The Tokyo Metropolitan Government issued the "Thorough Infection Prevention Declaration Sticker" for the purpose of working on the infection spread prevention guidelines for businesses formulated by the metropolitan government. In the media, it is also known as the rainbow sticker. A checklist that businesses should take to prevent the spread of infection is checked on the web and issued online, and it is used as a guideline to show that businesses are working on infection prevention measures. At a press conference on July 15, Koike called on restaurants and other establishments that do not comply with the metropolitan government's guidelines to "avoid using them," and told business operators that they were following the guidelines set by the metropolitan government.

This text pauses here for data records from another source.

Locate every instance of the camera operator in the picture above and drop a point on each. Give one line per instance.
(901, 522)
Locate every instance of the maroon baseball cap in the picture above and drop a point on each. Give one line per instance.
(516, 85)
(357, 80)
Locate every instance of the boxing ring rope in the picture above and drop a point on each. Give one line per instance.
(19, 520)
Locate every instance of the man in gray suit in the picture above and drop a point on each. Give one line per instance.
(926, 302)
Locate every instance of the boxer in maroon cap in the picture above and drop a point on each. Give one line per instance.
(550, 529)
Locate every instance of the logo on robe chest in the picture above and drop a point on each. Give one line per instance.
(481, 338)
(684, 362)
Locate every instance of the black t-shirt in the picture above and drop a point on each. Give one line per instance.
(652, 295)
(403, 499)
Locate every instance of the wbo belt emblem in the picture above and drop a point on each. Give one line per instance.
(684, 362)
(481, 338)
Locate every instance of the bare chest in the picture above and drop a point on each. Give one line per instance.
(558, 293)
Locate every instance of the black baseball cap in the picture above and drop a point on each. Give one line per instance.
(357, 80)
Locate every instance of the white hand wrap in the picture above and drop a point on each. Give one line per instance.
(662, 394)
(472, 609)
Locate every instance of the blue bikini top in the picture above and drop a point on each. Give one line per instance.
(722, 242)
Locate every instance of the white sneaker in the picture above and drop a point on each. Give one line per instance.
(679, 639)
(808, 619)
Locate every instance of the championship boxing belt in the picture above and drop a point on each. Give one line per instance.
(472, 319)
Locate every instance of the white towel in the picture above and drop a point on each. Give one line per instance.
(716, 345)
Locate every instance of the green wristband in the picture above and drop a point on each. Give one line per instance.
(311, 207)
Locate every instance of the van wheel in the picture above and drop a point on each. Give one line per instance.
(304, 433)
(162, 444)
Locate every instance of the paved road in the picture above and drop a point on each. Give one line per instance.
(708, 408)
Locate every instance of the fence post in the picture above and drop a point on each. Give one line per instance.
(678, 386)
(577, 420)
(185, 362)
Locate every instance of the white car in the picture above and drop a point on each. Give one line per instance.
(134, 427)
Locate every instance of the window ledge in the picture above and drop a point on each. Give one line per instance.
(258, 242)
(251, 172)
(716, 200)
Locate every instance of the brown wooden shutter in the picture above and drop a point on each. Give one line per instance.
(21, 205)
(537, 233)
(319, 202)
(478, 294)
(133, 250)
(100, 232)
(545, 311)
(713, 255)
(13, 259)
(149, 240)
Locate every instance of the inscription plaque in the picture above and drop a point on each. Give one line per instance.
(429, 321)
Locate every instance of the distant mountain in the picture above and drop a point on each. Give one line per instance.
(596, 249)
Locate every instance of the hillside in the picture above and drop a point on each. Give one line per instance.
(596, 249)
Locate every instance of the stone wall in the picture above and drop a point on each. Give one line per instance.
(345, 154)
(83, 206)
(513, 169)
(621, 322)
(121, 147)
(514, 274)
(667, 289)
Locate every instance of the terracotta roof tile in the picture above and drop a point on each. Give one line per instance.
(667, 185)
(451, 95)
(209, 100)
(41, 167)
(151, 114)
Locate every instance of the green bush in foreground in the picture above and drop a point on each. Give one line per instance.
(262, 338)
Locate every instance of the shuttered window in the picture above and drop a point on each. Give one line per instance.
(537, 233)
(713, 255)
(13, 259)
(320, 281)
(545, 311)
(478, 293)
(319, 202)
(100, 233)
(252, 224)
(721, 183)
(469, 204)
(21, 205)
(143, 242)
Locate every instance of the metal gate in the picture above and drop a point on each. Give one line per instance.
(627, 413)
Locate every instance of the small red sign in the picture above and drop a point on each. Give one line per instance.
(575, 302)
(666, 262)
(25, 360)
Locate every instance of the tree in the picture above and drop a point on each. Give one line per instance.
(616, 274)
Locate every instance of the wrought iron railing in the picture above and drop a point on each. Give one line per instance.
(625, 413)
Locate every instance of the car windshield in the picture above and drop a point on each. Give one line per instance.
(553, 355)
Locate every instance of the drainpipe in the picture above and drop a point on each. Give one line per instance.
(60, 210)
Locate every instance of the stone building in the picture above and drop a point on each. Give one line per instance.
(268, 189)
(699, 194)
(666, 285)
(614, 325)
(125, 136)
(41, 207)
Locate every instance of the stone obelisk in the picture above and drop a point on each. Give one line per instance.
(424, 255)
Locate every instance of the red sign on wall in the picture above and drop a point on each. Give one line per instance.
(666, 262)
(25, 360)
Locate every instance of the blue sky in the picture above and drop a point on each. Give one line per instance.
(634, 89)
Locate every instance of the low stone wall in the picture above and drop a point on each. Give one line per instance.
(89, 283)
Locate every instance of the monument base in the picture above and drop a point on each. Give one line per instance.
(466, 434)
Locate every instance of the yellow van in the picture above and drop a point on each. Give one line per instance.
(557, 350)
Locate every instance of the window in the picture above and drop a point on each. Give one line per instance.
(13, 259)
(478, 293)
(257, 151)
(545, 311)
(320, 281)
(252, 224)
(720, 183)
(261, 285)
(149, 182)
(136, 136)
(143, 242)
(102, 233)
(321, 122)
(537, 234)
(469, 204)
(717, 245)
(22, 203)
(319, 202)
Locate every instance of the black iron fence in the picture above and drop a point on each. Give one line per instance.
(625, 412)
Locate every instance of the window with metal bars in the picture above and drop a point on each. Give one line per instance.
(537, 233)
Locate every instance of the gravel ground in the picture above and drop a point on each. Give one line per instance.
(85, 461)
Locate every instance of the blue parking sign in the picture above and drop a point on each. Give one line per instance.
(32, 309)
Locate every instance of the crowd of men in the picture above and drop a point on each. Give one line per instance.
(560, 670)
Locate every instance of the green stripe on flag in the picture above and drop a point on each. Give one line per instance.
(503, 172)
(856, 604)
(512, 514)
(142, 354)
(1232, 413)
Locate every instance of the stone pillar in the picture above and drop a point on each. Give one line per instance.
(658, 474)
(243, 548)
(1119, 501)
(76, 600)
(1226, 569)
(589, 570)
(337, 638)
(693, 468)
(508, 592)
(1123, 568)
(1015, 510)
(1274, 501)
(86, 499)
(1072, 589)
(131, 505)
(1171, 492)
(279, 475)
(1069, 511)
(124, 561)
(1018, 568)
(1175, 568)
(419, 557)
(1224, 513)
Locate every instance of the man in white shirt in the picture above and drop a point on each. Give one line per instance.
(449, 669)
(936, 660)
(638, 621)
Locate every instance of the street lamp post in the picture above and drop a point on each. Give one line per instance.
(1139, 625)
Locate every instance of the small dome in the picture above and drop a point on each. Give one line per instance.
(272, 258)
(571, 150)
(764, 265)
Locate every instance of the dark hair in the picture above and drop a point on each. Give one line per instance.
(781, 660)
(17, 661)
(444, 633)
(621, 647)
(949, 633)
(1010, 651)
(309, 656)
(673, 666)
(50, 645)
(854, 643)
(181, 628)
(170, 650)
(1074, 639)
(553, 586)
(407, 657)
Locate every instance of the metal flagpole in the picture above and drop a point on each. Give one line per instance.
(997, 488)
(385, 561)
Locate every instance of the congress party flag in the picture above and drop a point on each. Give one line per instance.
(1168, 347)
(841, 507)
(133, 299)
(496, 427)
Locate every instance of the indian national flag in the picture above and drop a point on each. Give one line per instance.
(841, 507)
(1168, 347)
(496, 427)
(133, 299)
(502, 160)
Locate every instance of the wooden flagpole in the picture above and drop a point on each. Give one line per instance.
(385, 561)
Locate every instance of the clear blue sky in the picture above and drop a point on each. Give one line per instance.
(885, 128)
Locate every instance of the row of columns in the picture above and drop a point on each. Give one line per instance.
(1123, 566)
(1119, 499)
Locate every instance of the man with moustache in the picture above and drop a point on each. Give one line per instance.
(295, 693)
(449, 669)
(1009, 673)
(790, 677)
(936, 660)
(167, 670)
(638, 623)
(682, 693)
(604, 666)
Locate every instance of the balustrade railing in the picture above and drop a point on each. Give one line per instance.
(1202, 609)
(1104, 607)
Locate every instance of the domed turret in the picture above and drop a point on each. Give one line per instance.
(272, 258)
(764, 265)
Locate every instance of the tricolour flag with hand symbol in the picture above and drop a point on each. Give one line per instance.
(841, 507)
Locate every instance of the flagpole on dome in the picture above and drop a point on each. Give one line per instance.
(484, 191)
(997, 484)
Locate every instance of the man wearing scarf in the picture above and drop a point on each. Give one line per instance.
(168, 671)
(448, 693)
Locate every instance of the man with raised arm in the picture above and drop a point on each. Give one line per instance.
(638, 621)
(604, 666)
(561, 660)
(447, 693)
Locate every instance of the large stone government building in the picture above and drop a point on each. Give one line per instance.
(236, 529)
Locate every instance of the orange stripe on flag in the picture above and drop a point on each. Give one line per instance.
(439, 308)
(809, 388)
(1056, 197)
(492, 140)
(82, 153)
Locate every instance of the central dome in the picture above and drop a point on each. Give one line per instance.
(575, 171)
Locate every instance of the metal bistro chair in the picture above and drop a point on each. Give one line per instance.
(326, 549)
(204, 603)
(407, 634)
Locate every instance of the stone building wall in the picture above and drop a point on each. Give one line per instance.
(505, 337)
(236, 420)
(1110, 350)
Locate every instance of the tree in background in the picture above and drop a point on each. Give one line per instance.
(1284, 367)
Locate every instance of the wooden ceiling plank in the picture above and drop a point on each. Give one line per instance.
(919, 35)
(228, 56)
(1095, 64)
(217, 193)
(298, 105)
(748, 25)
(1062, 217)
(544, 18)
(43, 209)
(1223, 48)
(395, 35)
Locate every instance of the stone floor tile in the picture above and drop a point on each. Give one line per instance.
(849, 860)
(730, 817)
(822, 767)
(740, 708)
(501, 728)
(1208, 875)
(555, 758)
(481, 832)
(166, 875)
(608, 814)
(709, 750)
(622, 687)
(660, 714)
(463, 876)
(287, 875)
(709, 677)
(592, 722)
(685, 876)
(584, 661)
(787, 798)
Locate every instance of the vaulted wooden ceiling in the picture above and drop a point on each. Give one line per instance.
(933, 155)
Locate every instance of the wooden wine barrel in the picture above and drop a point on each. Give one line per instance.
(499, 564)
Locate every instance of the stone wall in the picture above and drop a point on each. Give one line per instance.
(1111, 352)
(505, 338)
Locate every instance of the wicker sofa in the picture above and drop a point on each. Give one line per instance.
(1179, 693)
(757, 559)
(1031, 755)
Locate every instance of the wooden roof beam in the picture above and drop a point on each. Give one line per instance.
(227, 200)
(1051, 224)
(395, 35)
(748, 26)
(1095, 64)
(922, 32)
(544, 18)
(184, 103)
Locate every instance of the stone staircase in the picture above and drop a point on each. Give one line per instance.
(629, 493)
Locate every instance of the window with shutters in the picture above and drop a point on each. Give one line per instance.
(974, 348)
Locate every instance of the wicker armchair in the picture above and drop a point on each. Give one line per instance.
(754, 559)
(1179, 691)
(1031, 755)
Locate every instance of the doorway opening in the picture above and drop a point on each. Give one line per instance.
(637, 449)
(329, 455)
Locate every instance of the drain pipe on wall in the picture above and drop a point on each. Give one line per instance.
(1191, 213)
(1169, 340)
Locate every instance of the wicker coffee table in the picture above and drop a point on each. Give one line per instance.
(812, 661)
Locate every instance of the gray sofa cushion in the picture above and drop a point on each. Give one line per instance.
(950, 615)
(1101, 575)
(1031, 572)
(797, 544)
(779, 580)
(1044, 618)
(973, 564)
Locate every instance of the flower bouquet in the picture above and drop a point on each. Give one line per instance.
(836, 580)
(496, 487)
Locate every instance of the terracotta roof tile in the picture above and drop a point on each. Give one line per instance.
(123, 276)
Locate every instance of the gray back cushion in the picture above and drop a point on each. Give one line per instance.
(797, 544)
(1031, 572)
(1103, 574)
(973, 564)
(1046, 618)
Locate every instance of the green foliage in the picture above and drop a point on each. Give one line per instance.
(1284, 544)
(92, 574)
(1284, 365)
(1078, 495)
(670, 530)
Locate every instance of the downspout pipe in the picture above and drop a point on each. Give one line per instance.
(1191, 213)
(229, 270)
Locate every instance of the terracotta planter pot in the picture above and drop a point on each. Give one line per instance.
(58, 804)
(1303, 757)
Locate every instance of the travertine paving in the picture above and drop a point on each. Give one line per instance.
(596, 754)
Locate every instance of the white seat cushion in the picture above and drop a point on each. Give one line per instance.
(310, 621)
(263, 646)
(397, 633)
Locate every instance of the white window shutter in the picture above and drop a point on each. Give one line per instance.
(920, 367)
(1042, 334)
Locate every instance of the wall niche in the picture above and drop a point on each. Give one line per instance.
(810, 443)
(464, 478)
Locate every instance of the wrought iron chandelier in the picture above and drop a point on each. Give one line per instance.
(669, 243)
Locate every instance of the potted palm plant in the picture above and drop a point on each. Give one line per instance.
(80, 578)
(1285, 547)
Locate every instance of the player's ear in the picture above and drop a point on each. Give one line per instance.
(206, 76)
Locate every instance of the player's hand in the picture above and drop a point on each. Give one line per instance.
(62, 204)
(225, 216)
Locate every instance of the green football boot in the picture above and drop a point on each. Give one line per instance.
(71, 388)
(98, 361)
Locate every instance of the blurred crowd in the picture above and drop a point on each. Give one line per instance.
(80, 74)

As of August 13, about 175,000 stickers have been issued, and the number of stickers has reached about 190,000. Starting on the 3rd, when restaurants and other establishments were asked to operate at shorter hours, the number of stores that put up the stickers gradually increased, partly due to the fact that posting the stickers was a condition for receiving the cooperation money. Koike says, "I want to fill all of Tokyo with rainbow marks, aiming for 1 million copies".

Anyone can print out the stickers by checking the items on the Tokyo Metropolitan Government website. In August, a mass infection was confirmed at a restaurant that posted the sticker, and the Tokyo Metropolitan Government said, "We will check to what extent the guidelines have been followed."

==Socio-economic impact==

The Tokyo One Piece Tower closed down permanently on July 31, 2020, due to the impact of the pandemic on its management. The 2020 Tokyo Rainbow Pride parade was cancelled.